Power will come from a modified version of AMG’s new 4.0 twin-turbo V8. Moers says it should surpass the current E63’s 430kW/800Nm 5.5-litre unit for grunt. “But the 4.0-litre will be a different layout in the E-Class [to the AMG GT],” Moers said. “It’s the same crankshaft and block, but the cylinder head is different and so is everything else around the engine, like the intake, manifold and intercooler.”
A big change is that all that grunt won’t be sent to the rear wheels only. Unlike current Aussie-spec E63s, Moers revealed the new car is likely to be offered solely with all-wheel drive. “Nobody is looking for rear-drive in that segment,” he said. “We will still be able to drift that car, which is very important from my perspective.”

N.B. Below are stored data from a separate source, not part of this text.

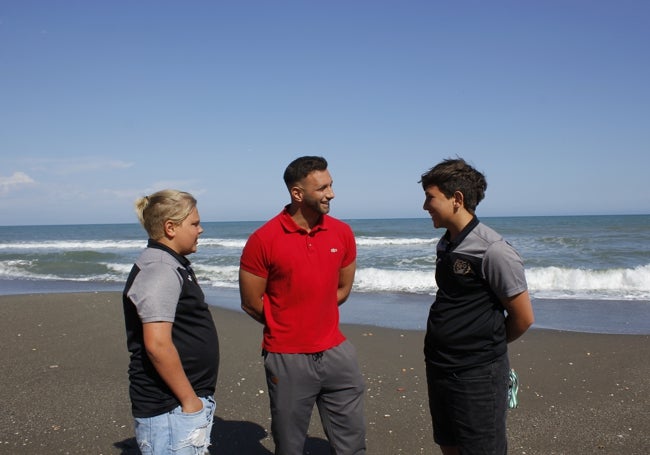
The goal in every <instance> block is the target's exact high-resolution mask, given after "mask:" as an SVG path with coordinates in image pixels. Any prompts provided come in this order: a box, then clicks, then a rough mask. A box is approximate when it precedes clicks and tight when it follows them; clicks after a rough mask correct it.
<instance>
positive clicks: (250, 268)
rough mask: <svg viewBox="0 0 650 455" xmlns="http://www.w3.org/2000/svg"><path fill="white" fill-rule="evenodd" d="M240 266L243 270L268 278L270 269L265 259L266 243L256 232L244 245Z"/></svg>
mask: <svg viewBox="0 0 650 455" xmlns="http://www.w3.org/2000/svg"><path fill="white" fill-rule="evenodd" d="M239 266H240V267H241V268H242V270H245V271H247V272H249V273H252V274H253V275H256V276H259V277H260V278H268V275H269V271H268V267H267V264H266V260H265V254H264V244H263V243H262V241H261V239H260V237H259V235H257V234H256V233H254V234H253V235H251V236H250V237H249V238H248V241H247V242H246V245H244V249H243V251H242V255H241V259H240V261H239Z"/></svg>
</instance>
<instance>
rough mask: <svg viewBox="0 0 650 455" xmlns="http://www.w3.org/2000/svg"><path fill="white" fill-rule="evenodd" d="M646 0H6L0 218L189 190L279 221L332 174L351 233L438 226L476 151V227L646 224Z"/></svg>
mask: <svg viewBox="0 0 650 455" xmlns="http://www.w3.org/2000/svg"><path fill="white" fill-rule="evenodd" d="M648 23H650V2H647V1H626V0H622V1H571V0H563V1H554V0H550V1H539V2H532V1H494V2H492V1H490V2H485V1H444V2H439V1H381V0H380V1H338V0H334V1H223V2H218V1H184V2H179V1H150V0H142V1H119V0H118V1H97V2H94V1H93V2H90V1H57V2H51V1H47V0H42V1H31V0H21V1H11V0H0V213H2V215H1V216H2V218H1V219H0V225H22V224H68V223H70V224H77V223H122V222H136V218H135V215H134V212H133V208H132V207H133V201H134V200H135V198H136V197H138V196H141V195H143V194H148V193H151V192H153V191H156V190H158V189H161V188H165V187H174V188H179V189H182V190H186V191H190V192H192V193H194V194H195V195H196V196H197V198H198V199H199V210H200V213H201V217H202V219H203V220H204V221H232V220H264V219H267V218H269V217H270V216H272V215H274V214H275V213H277V212H278V211H279V210H280V209H281V208H282V206H283V205H284V204H285V203H286V202H288V194H287V192H286V189H285V188H284V185H283V183H282V173H283V171H284V168H285V167H286V165H287V164H288V163H289V162H290V161H291V160H292V159H294V158H295V157H297V156H301V155H322V156H325V157H326V158H327V159H328V161H329V163H330V172H331V174H332V176H333V178H334V189H335V191H336V199H335V200H334V201H333V206H332V214H333V215H334V216H337V217H340V218H346V219H349V218H390V217H420V216H423V217H424V216H427V214H426V213H424V212H423V211H422V209H421V207H422V202H423V198H422V189H421V188H420V186H419V184H418V183H417V182H418V180H419V176H420V175H421V173H422V172H424V171H426V170H427V169H429V168H430V167H431V166H433V165H434V164H436V163H437V162H438V161H440V160H441V159H444V158H447V157H455V156H461V157H464V158H465V159H467V160H468V161H470V162H471V163H472V164H474V165H475V166H476V167H477V168H478V169H479V170H481V171H483V172H484V173H485V175H486V177H487V179H488V190H487V193H486V199H485V200H484V201H483V202H482V203H481V205H479V207H478V214H479V216H481V215H483V216H511V215H512V216H518V215H566V214H580V215H581V214H634V213H646V214H647V213H650V190H649V189H648V180H649V179H648V173H649V171H650V82H649V81H650V27H648Z"/></svg>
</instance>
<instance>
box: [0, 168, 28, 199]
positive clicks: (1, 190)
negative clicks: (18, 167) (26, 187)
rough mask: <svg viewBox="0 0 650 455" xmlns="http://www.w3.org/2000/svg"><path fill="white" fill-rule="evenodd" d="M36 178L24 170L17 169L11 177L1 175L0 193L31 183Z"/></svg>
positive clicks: (8, 192)
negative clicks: (17, 169)
mask: <svg viewBox="0 0 650 455" xmlns="http://www.w3.org/2000/svg"><path fill="white" fill-rule="evenodd" d="M32 183H35V182H34V179H33V178H31V177H30V176H29V175H27V174H25V173H24V172H20V171H16V172H14V173H13V174H12V175H10V176H9V177H3V176H1V175H0V195H4V194H7V193H9V192H10V191H12V190H14V189H16V188H19V187H21V186H25V185H31V184H32Z"/></svg>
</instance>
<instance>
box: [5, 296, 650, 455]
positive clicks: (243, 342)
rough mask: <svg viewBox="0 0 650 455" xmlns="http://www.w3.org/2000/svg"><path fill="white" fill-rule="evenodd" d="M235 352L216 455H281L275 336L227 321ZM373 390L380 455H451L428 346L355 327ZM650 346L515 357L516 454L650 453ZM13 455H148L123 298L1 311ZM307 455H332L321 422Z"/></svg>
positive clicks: (547, 334)
mask: <svg viewBox="0 0 650 455" xmlns="http://www.w3.org/2000/svg"><path fill="white" fill-rule="evenodd" d="M213 315H214V318H215V322H216V324H217V329H218V331H219V336H220V341H221V366H220V377H219V383H218V385H217V394H216V398H217V413H216V417H215V428H214V431H213V434H212V439H213V447H212V448H211V449H212V453H214V454H220V455H223V454H243V455H248V454H250V455H256V454H260V455H261V454H272V451H273V441H272V439H271V438H270V436H269V429H270V420H269V410H268V397H267V396H266V384H265V381H264V372H263V367H262V364H261V358H260V348H259V347H260V341H261V326H259V325H258V324H257V323H256V322H255V321H253V320H251V319H250V318H248V317H247V316H246V315H244V314H243V313H241V312H238V311H230V310H224V309H219V308H213ZM343 330H344V332H345V334H346V335H347V336H348V338H349V339H350V340H351V341H352V342H353V343H354V344H355V345H356V347H357V349H358V352H359V359H360V363H361V368H362V371H363V373H364V376H365V378H366V383H367V393H366V416H367V422H368V431H367V439H368V453H369V454H379V455H384V454H385V455H392V454H408V455H414V454H437V453H439V451H438V449H437V448H436V447H435V445H434V444H433V441H432V436H431V422H430V418H429V414H428V409H427V392H426V378H425V375H424V364H423V355H422V340H423V336H424V334H423V332H421V331H408V330H392V329H384V328H375V327H368V326H355V325H345V326H344V327H343ZM649 341H650V336H647V335H599V334H585V333H575V332H559V331H550V330H542V329H532V330H530V331H529V332H528V333H527V334H526V335H524V337H523V338H522V339H521V340H518V341H516V342H514V343H513V344H511V346H510V359H511V364H512V366H513V367H514V368H515V369H516V370H517V371H518V372H519V376H520V381H521V389H520V395H519V398H520V406H519V408H517V409H514V410H511V411H510V414H509V418H508V428H509V445H510V453H512V454H522V455H523V454H526V455H532V454H544V455H549V454H623V453H625V454H638V455H647V454H648V453H650V406H649V399H648V397H649V396H650V394H649V392H650V390H649V389H650V379H649V378H650V362H649V361H648V359H649V358H650V344H649ZM0 343H1V345H2V387H1V388H0V396H1V397H2V402H3V403H4V404H5V406H6V407H5V412H3V413H2V415H1V416H0V453H1V454H54V453H69V454H137V453H138V451H137V449H136V448H135V445H134V440H133V424H132V418H131V415H130V404H129V399H128V393H127V388H128V378H127V373H126V368H127V363H128V352H127V351H126V344H125V335H124V323H123V316H122V304H121V296H120V294H119V293H117V292H102V293H79V294H77V293H74V294H38V295H14V296H4V297H0ZM305 453H309V454H312V455H326V454H328V446H327V443H326V442H325V439H324V436H323V433H322V430H321V429H320V422H319V420H318V417H317V415H316V414H314V416H313V418H312V425H311V429H310V435H309V439H308V442H307V447H306V451H305Z"/></svg>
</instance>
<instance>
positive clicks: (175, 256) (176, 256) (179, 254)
mask: <svg viewBox="0 0 650 455" xmlns="http://www.w3.org/2000/svg"><path fill="white" fill-rule="evenodd" d="M147 247H148V248H155V249H158V250H163V251H166V252H167V253H169V254H171V255H172V256H174V258H176V260H177V261H178V262H180V263H181V265H182V266H183V267H185V268H187V267H189V266H190V260H189V259H187V258H186V257H185V256H183V255H182V254H178V253H177V252H176V251H174V250H172V249H171V248H169V247H168V246H166V245H163V244H162V243H160V242H156V241H155V240H153V239H149V241H148V242H147Z"/></svg>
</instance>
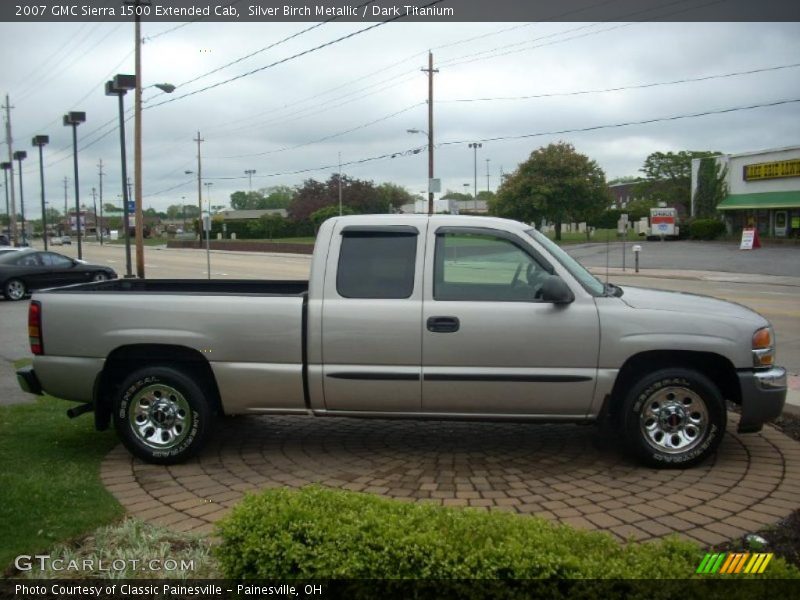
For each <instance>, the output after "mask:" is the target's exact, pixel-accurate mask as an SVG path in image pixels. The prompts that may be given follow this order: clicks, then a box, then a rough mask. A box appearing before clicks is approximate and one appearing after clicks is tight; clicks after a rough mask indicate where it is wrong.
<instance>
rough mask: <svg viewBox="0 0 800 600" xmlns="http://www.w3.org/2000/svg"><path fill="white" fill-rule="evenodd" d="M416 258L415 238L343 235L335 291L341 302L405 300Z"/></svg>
mask: <svg viewBox="0 0 800 600" xmlns="http://www.w3.org/2000/svg"><path fill="white" fill-rule="evenodd" d="M416 258H417V236H416V234H411V233H408V232H401V233H391V232H371V231H354V232H346V231H345V232H344V233H343V234H342V247H341V251H340V252H339V267H338V269H337V275H336V291H337V292H338V293H339V295H340V296H342V297H344V298H374V299H387V300H388V299H402V298H409V297H411V294H412V293H413V291H414V268H415V265H416Z"/></svg>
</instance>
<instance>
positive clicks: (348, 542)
mask: <svg viewBox="0 0 800 600" xmlns="http://www.w3.org/2000/svg"><path fill="white" fill-rule="evenodd" d="M218 527H219V534H220V536H221V540H222V541H221V544H220V545H219V546H218V548H217V550H216V552H217V559H218V560H219V564H220V567H221V569H222V572H223V574H224V576H225V577H226V578H231V579H264V580H284V579H305V580H312V579H370V580H386V579H390V580H396V579H426V580H471V579H491V580H496V579H550V580H564V579H584V578H591V579H604V578H610V579H629V578H647V579H657V578H674V577H678V578H684V577H690V576H692V575H693V574H694V572H695V570H696V569H697V567H698V565H699V564H700V561H701V560H702V558H703V555H704V552H703V551H702V550H701V549H699V548H698V547H697V546H696V545H695V544H691V543H689V542H685V541H680V540H678V539H675V538H671V539H666V540H663V541H659V542H653V543H644V544H635V543H630V544H620V543H618V542H617V541H616V540H615V539H614V538H612V537H611V536H610V535H609V534H606V533H600V532H588V531H579V530H576V529H573V528H571V527H568V526H566V525H556V524H553V523H550V522H548V521H546V520H544V519H540V518H536V517H531V516H520V515H516V514H509V513H504V512H481V511H476V510H470V509H466V510H465V509H457V508H443V507H440V506H438V505H432V504H413V503H405V502H398V501H396V500H389V499H386V498H381V497H377V496H371V495H367V494H360V493H354V492H346V491H342V490H330V489H325V488H321V487H319V486H308V487H305V488H303V489H301V490H299V491H291V490H287V489H272V490H267V491H265V492H263V493H261V494H259V495H249V496H247V497H246V498H245V499H244V500H243V501H242V502H241V503H240V504H239V505H237V506H236V507H235V508H234V509H233V511H232V512H231V514H230V515H229V516H228V517H226V518H225V519H224V520H222V521H221V522H220V523H219V526H218ZM769 575H770V576H771V577H776V576H778V577H781V576H791V577H797V576H798V575H800V573H798V572H797V571H796V570H795V569H794V568H792V567H789V566H787V565H786V563H784V562H783V561H782V560H780V559H774V560H773V561H772V563H771V565H770V572H769Z"/></svg>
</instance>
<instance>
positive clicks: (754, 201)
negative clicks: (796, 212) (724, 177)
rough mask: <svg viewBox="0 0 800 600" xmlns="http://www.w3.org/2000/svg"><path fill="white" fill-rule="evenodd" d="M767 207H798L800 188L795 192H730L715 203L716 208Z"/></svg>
mask: <svg viewBox="0 0 800 600" xmlns="http://www.w3.org/2000/svg"><path fill="white" fill-rule="evenodd" d="M748 208H749V209H756V210H760V209H767V208H800V190H798V191H796V192H764V193H762V194H732V195H730V196H728V197H727V198H725V200H723V201H722V202H720V203H719V204H718V205H717V210H742V209H748Z"/></svg>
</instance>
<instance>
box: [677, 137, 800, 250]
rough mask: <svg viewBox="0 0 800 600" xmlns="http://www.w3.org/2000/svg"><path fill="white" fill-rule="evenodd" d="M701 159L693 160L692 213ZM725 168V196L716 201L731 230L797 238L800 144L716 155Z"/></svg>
mask: <svg viewBox="0 0 800 600" xmlns="http://www.w3.org/2000/svg"><path fill="white" fill-rule="evenodd" d="M700 161H701V159H694V160H692V214H694V196H695V191H696V190H697V183H698V177H697V175H698V171H699V168H700ZM716 161H717V164H718V165H721V166H722V167H723V168H727V174H726V180H725V181H726V183H727V186H728V196H727V197H726V198H725V199H724V200H723V201H722V202H720V203H719V205H718V206H717V210H720V211H723V213H724V214H725V218H726V222H727V224H728V227H729V229H730V230H731V231H733V232H735V231H737V230H741V229H742V227H745V226H755V227H757V228H758V232H759V234H761V235H763V236H771V237H772V236H774V237H800V147H794V148H777V149H773V150H762V151H759V152H744V153H742V154H723V155H721V156H718V157H716Z"/></svg>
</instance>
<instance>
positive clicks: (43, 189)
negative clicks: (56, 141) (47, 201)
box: [31, 135, 50, 252]
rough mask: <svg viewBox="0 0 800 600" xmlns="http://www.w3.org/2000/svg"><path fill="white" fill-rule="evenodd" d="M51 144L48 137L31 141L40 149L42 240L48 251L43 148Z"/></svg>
mask: <svg viewBox="0 0 800 600" xmlns="http://www.w3.org/2000/svg"><path fill="white" fill-rule="evenodd" d="M49 143H50V138H49V137H48V136H46V135H37V136H35V137H34V138H33V140H31V144H32V145H34V146H38V147H39V180H40V181H41V184H42V239H44V249H45V252H46V251H47V210H46V208H45V204H46V203H45V200H44V161H43V159H42V148H44V147H45V146H46V145H47V144H49Z"/></svg>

SPENDING big bucks on a performance car that drives itself sounds odd, but AMG sees potential in the next-generation of Mercedes’ autonomous technology.
Debuted on the new W213 E-Class, the latest Drive Pilot system can follow another car at speeds up to 210km/h and will change lanes autonomously. It will even park itself with no one aboard and can drive itself on roads without clear lane markings at speeds up to 130km/h.
“It depends on the model and the segment,” Moers says. “These [systems] aren’t very important on the GT, but in the E-Class our model will have all the technology as the regular car. If the car drives by itself, why not? Then when you reach a race track, you just push a button and you drive by yourself.”